Ja, sicher alle Tees schmecken bitter. Darum haben alle Tee eine primäre Funktion im Körper: erfrischend, verdauungsfördernd und entgiftend. Aufgrund unterschiedlicher Zusammensetzung und Geschmacksrichtungen haben Sie unterschiedliche Wirkungen.

Dass der Geschmack „bitter“ direkt auf die Organen Herz und Dünndarm wirkt, heisst nicht, dass wir nur bitteren Tee trinken. Es gibt verschiedene Stufen von Bitterkeit. Eine angenehmer bittere Spuren im Tee erweckt unseren Geist und hinterlässt im Abgang ein Hauch von angenehmen Süssen. Diese Geschmackswandlung könnten wir nur bei einem gut hergestellten Tee erleben. Ein bitterer Tee ist keine Garantie von gesundheitsfördernd, sondern Garantie von einer schlechten Herstellung oder der schlechten Kochkunst des Tees. Man könnte mit Zubereitungsmethode den bitteren Geschmack des Tees umgehen. Die Kunst liegt an dem Bewusstsein, wie und wann man Tee aufgiesst. Die Palette der Bitterkeit, die ein Tee uns anbietet, zeigt ebenfalls die Qualität und Raffinesse der Teeherstellung.

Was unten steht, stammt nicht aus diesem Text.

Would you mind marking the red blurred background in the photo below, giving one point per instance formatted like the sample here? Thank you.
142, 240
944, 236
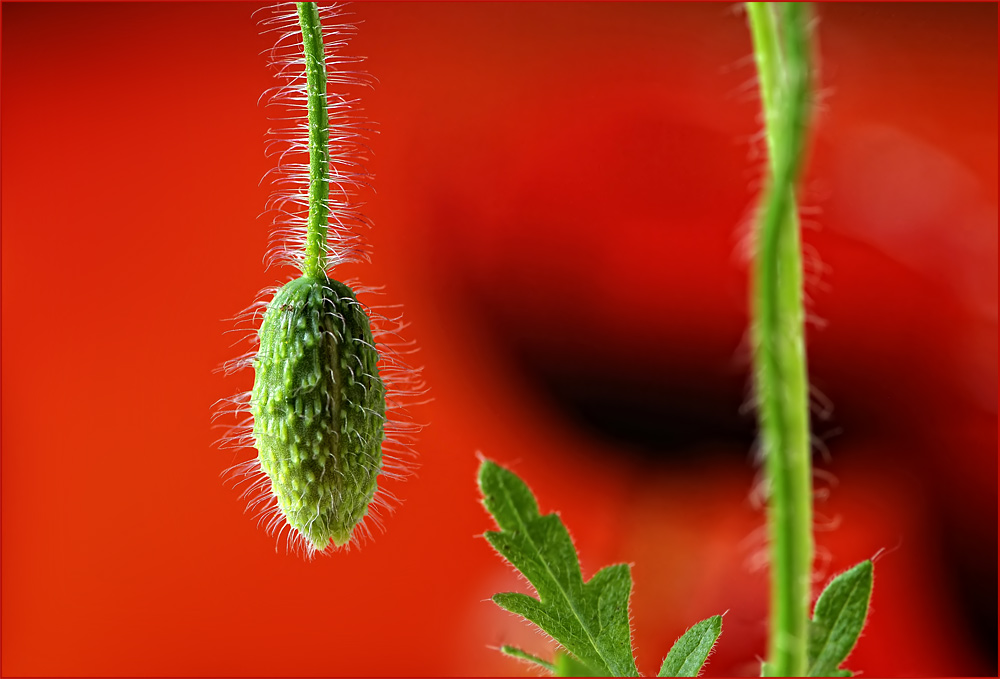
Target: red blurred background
563, 201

Geschmack sauer ist nicht gleich „sauer“. Ein sauerer Tee ist ein „schlecht“ hergestellter Tee. Meister Chen meint mit dem „saueren“ Geschmack keineswegs die aggressive Säure, sondern eine angenehme leicht prickelnde Spur auf der Zunge. Dieses Geschmackserlebnis erleben wir vor allem bei alt gelagerten Oolong Tee, der in einem bestimmten Reifungsprozess leicht nach Umeboshi schmeckt. Auch alle Oolongtees, die richtig verarbeitet und fermentiert wurden – auch wenn er ein grüner Oolong ist, enthalten diese Nuance. Für mich als Profi ist dieser Geschmack die entscheidende Indizien, ob ein Oolong für mich im Kauf in die Frage käme.

So weit für einen Nachtrag über die Geschmäcke des Tees. Ich freue mich auf jede Anregung und Fragen!

Pu Er Tee und Wu Wei

Pu Er Tee und Wu Wei

Pu Er wird in den Medien als Wunderkraut gespriesen und der Tee aus Yunan bommt im Moment. Das Resultat ist, dass ich in diesem Frühling keinen Tee aus Yunen kaufen kann – er war zu teuer und der Preis ist nun am Fallen…

Meister Chen empfiehlt manche Menschen gerne Pu Er Tee. Er erzählte mir, dass Pu Er Tee auf den Unterleib Bereich positiv beeinflusst. Vor Allem Schwäche in Dickdarm, Dünndarm, Postata, Gebärmutter und Blasen könnte mit Pu Er Tee geholfen werden. Der Geschmack Süss in Pu Er wirkt günstig auf Muskel aus. Er bezeichnet es als Tu-Qi (Erde-Qi). Das Tu-Qi bekräftigt die Schwäche im Unterbauch und beliefert ihm das notwendige Qi.

Jeden Morgen auf dem nüchternen Magen eine Schale „heisse“ Pu Er zu trinken, wird man mit Energie versorgt. Er empfiehlt Freunden, die Postata Operation hatten, Blasen-Angriff hatten, ihn zu trinken. Ein gut gelagerter Pu Er, der nicht künstlich nachfermentiert wurde, wäre eine gute Wahl für diese Kur. 

Pu Er, der aus alten Bäumen stammten, hat einen markanten süssen Geschmack. Da diese Teeblätter mehr Inhaltstoffe haben als Teeblätter aus niedrigen Teebusche. Nach einer langen natürlichen Lagerung verschwinden die unangenehmen bittere und sauere zusammenziehende Note. Der Tee schmeckt richtig süss und erdig. Solcher Tee wäre für Meister Chen eine sehr gute Alternative für Verstärkung der Gesundheit als Pille.